Si analizamos el año desde la perspectiva de las hipotecas concedidas, y a falta de los datos del último trimestre que no parece que vayan a mejorar en mucho el desarrollo del año, no podemos más que dibujar un panorama muy complicado en el que la disminución de estas operaciones de financiación de la compra de vivienda ha sido la constante desde los primeros compases de 2013.

El resumen sencillo sería en un escenario en el que las hipotecas prácticamente no se han abaratado, la demanda de créditos hipotecarios ha caído en picado y las concesiones de este producto se han reducido proporcionalmente a los dos anteriores elementos.

El futuro inmediato de las hipotecas

La entrada de 2014, a pesar de unas previsiones iniciales para este año de recuperación, no son tampoco muy halagüeñas; tras el reajuste del precio del dinero la bajada del Euribor, como principal índice de referencia las hipotecas de renta variable en nuestro país, apenas se ha dejado sentir, y en consecuencia las hipotecas no se han abaratado, mientras que por otro lado tampoco el mercado de la vivienda ha recuperado dinamismo.

Si es cierto que a lo largo del último trimestre del año se han destacado algunas hipotecas que rompen con los diferenciales por debajo del 2%, pero en general son productos aislados, con altas exigencias de vinculación a la entidad que las ofrece y en cierto modo se pueden considerar las excepciones a la regla imperante.
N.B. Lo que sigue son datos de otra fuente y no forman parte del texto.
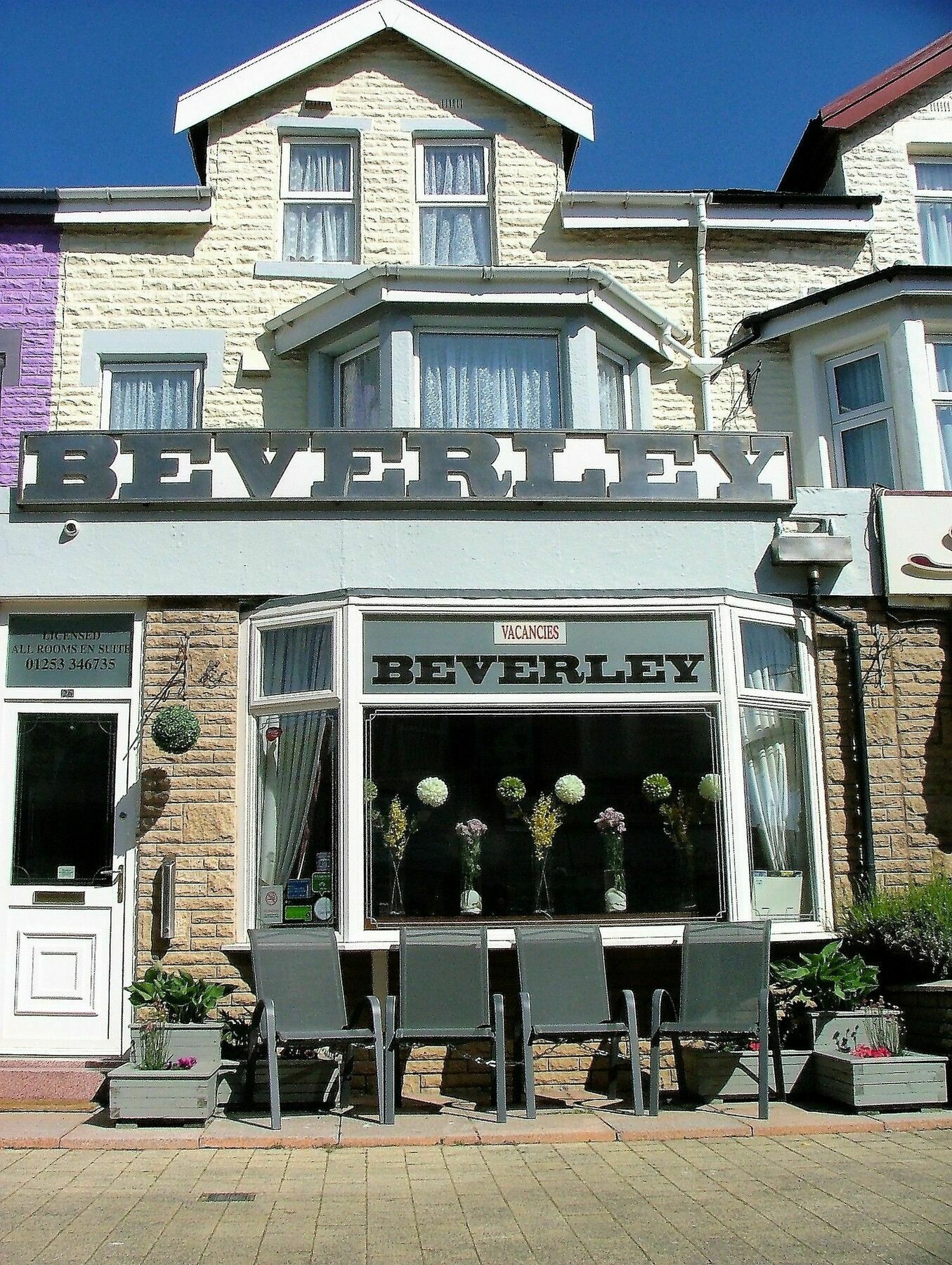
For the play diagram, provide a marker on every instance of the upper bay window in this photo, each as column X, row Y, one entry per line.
column 319, row 202
column 941, row 367
column 933, row 207
column 863, row 420
column 453, row 195
column 490, row 381
column 151, row 396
La única relativa buena noticia, desde el punto de vista del usuario que desea comprar vivienda, es el crecimiento de las ofertas de hipotecas vinculadas directamente con las propiedades inmobiliarias de las entidades financieras o con SAREB.
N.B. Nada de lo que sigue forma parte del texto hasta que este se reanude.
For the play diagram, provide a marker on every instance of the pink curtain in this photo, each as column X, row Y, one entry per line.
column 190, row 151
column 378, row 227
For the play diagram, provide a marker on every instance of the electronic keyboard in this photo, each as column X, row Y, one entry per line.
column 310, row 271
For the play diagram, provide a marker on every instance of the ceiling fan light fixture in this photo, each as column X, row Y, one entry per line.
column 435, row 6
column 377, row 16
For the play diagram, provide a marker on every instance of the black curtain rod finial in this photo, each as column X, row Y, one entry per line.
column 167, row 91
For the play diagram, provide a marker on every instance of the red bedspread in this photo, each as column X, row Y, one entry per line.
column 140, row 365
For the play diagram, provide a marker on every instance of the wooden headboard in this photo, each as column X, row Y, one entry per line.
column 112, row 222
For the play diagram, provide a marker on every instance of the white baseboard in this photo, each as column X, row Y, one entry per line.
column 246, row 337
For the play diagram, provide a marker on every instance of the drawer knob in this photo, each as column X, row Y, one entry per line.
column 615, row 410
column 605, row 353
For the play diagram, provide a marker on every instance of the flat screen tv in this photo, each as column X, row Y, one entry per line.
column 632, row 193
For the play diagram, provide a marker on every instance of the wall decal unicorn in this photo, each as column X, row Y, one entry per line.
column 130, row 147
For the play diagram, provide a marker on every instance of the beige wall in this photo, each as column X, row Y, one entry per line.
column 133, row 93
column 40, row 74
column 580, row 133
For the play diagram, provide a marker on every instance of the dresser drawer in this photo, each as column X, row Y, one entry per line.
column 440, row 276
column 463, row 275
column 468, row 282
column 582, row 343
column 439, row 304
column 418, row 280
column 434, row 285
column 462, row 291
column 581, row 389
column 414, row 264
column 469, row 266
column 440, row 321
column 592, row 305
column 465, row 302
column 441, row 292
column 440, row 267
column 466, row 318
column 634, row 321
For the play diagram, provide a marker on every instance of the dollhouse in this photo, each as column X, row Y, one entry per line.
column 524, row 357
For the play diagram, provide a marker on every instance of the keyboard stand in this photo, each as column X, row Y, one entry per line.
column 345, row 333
Estas hipotecas efectivamente vienen a proponer condiciones que en general parecen vedadas para el resto de créditos hipotecarios; diferenciales más baratos, posibilidad de financiación del total de la operación, plazos de amortización más flexibles, por lo que se han convertido en la opción más económica a la hora de la financiación de la compra de vivienda, con las limitaciones que la compra sobre un parque determinado de viviendas y la vinculación a las entidades propone.

En definitiva, iniciaremos 2014 prácticamente en las mismas condiciones que lo abandonamos y, al menos en lo que el primer semestre del año se refiere, con pocas esperanzas de una mejora sensible de este producto financiero.